Même si la loi Santé, promulguée le 26 janvier 2016, cherche à rendre la santé « accessible à tous », le recours aux soins n’est pas le même pour toutes les classes sociales. Pour les coordinatrices du numéro, cette différence « demeure la principale grille de lecture des inégalités de santé, qui structure les politiques de santé » (p. 10). Or, l’accès aux soins en fonction des ressources (financières, mais également géographiques, langagières et sociales) semble être une explication insuffisante pour comprendre les inégalités de santé. À ce premier élément de compréhension peut s’ajouter l’étude de l’offre de soins et des pratiques médicales sous l’angle de la qualité des soins en tant que « facteur sur lequel [il faudrait] agir pour corriger ces inégalités » (p. 10) : celui des variations proposées dans l’offre de soins en fonction des groupes sociaux auxquels elle s’adresse. La prise en charge médicale s’avérant moins bonne quand le patient a des difficultés à interagir avec les soignants, à expliquer sa pathologie, ou à verbaliser tout simplement, une analyse de la qualité des soins prodigués permet de ne pas en rester à la question de l’accès. La « différenciation de la qualité des soins selon les groupes sociaux » (p. 13) oblige en effet à appréhender l’interaction médecin – patient également à partir des relations de pouvoir, de classe, de sexe et de race qui s’y entrecroisent, s’y renforcent et l’influencent.
Merci, merci, merci… depuis des années, on me rigole au nez chaque fois que je raconte que je constate qu’on ne soigne pas du tout de la même manière un ouvrier du bled d’un jeune cadre du centre-ville.

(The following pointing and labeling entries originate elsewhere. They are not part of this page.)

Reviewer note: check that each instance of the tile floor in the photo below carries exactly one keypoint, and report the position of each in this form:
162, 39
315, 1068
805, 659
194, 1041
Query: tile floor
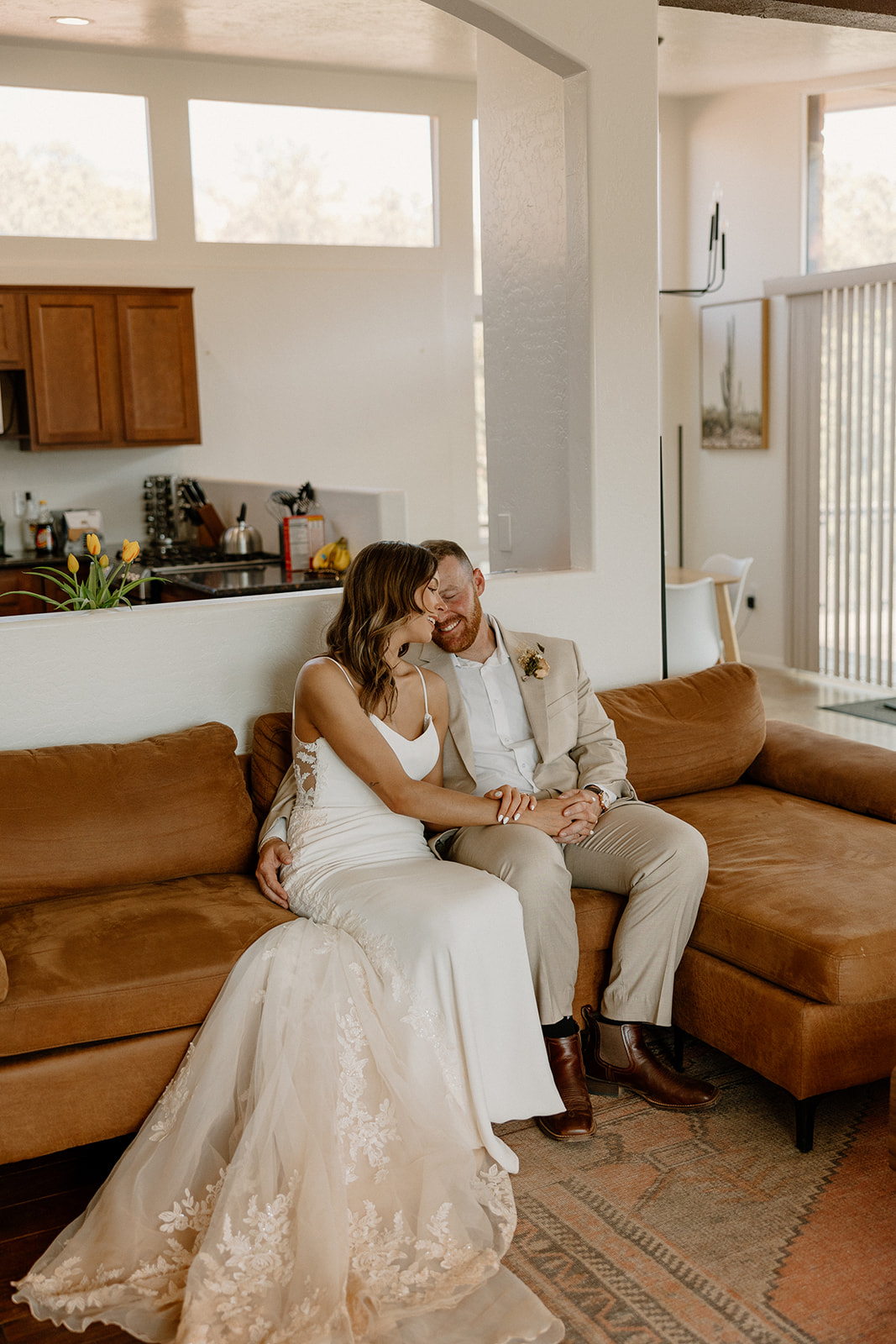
797, 696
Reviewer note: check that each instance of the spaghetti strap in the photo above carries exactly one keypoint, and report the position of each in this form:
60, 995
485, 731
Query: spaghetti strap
426, 702
426, 699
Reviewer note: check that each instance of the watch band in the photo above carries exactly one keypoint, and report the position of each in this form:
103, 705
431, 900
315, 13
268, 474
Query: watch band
600, 793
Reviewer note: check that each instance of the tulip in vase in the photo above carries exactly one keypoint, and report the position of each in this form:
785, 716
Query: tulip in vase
101, 589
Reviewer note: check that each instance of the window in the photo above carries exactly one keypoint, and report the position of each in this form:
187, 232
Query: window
74, 165
852, 179
269, 174
479, 360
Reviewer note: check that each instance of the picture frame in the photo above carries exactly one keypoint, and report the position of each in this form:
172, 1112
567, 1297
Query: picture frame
734, 374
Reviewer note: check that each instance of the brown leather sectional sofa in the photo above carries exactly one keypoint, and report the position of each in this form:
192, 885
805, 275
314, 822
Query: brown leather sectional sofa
127, 894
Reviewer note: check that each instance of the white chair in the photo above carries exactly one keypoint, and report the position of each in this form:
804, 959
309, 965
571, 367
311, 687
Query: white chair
721, 564
694, 642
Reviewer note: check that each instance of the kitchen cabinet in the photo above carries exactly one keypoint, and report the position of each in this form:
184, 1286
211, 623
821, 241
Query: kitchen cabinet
101, 367
13, 323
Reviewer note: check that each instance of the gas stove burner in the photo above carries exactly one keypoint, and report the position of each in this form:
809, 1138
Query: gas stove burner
190, 555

En général, on me rétorque que je n’y connais rien, que je ne suis pas médecin, bla, bla, bla.
Cela dit, j’ai constaté — à travers divers récits directs — que pour des blessures à la main, les prises en charges sont très différentes selon que le gars soit justement un manuel ou un col blanc. Dans le premier cas, on est plus dans la fatalité (« dans ton secteur d’activité, c’est normal de se blesser à la main », « bon, on va tenter de remettre ça, mais on ne promet rien », « bon, ben, faudra faire avec »), dans le second, dans la médecine de pointe (« la main, c’est très délicat, tu vas direct à la clinique de la main », « l’essentiel, c’est que tu n’aies pas de séquelles, ça pourrait nuire à ton travail », « sérieux, faut envisager 5 semaines d’arrêt »).
Les ouvriers et employés sont généralement pris en charge par le système général autour de chez eux, les réparations font toujours l’impasse sur l’esthétique et se concentrent sur le maintient des fonctions de préhension basiques quand les cadres sont très rapidement orienté en métropole régionale, dans des services spécialisés, avec volonté de limiter la dégradation esthétique et surtout de retrouver les fonctions fines de préhension. Les soins durent plus longtemps et la rééducation est systématique, ce qui est loin d’être le cas des ouvriers.
Et les séquelles sont considérées comme normales pour les ouvriers et relativement intolérables pour les cadres.
La localisation rurale aggrave le manque de prise en charge.